Alerts Practical By Samson Tanimawo, PhD Published Nov 22, 2025 4 min read

The On-Call Cool-Down Period

After incidents: cool-down. Reduces secondary errors.

The cool-down protocol

After major incidents, the on-call gets 30-60 minutes of explicit rest before resuming normal work. Mandatory; not optional.

Rest reduces secondary errors. A tired on-call making decisions immediately after a sev 1 is at higher risk of compounding the incident.

Backup on-call covers during cool-down. Not a vacation; an explicit handoff for a bounded window.

When to invoke

After sev 1 incidents. Always.

After sev 2 incidents that ran more than 4 hours. Long durations are draining.
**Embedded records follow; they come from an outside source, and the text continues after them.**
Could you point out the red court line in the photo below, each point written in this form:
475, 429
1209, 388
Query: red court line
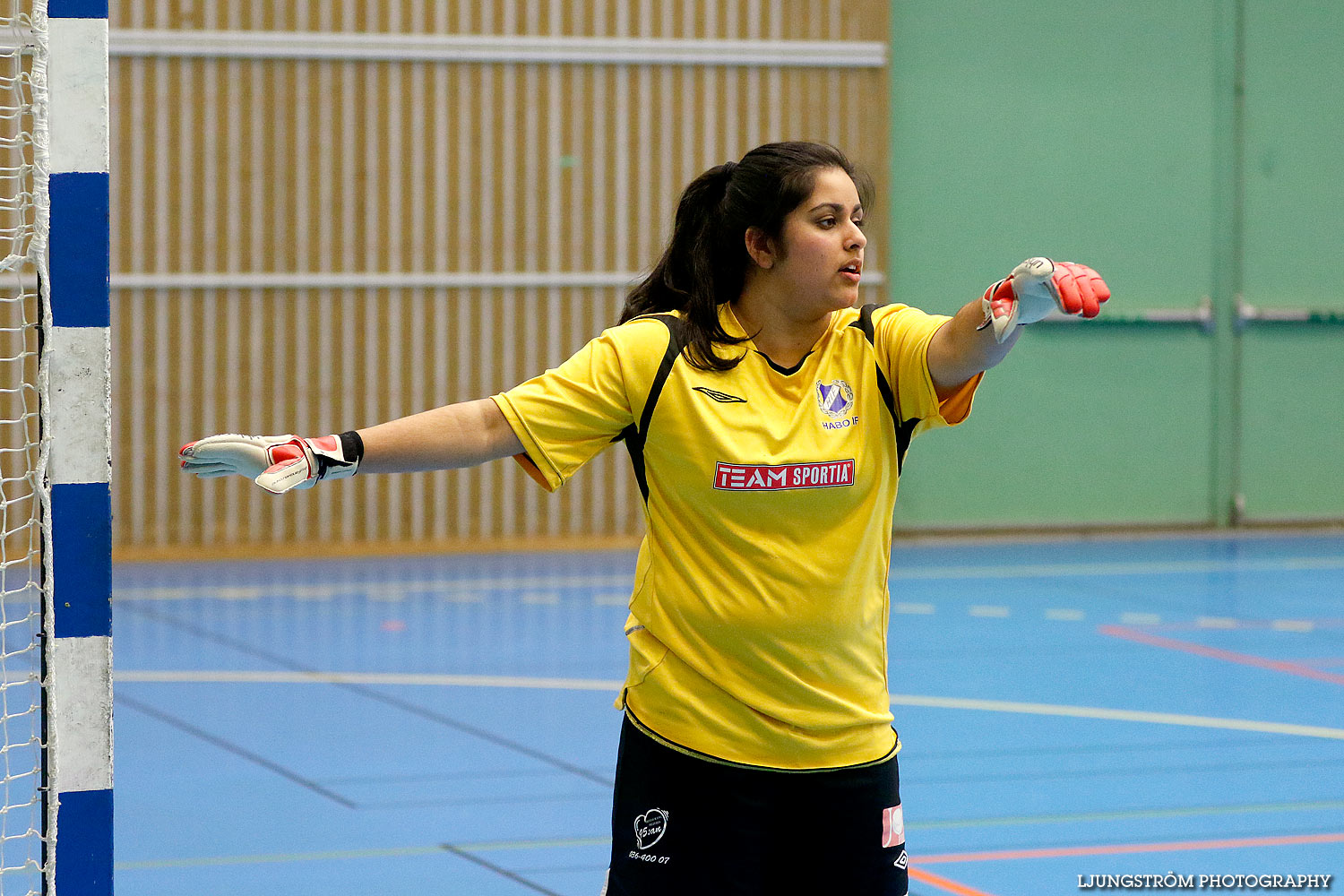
1116, 849
1228, 656
943, 883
After multiple consecutive sev 3 incidents. The cumulative load is the issue.

How long

30 minutes minimum. Longer for severe incidents (multi-hour sev 1, customer-facing data issues).

Up to 2 hours for incidents that involved customer impact or required coordination with leadership.

Half-day for catastrophic incidents (data loss, major outages, security events). The recovery is real.

What to do during cool-down

Step away from the keyboard. Walk; eat; rest. Anything except continued incident work.

Brief debrief with the team if it helps process the experience.

Defer the postmortem first draft. The on-call writes the timeline; the analytical work waits until they're rested.

Making it stick

Manager enforcement. Engineers self-impose poorly; managers must require the rest.

Public norm. Team announces cool-down: 'I'm cooling down for an hour after that sev 1.' Removes stigma.

Track usage. Cool-downs that aren't taken should be flagged. Engineers powering through is not heroism; it's risk.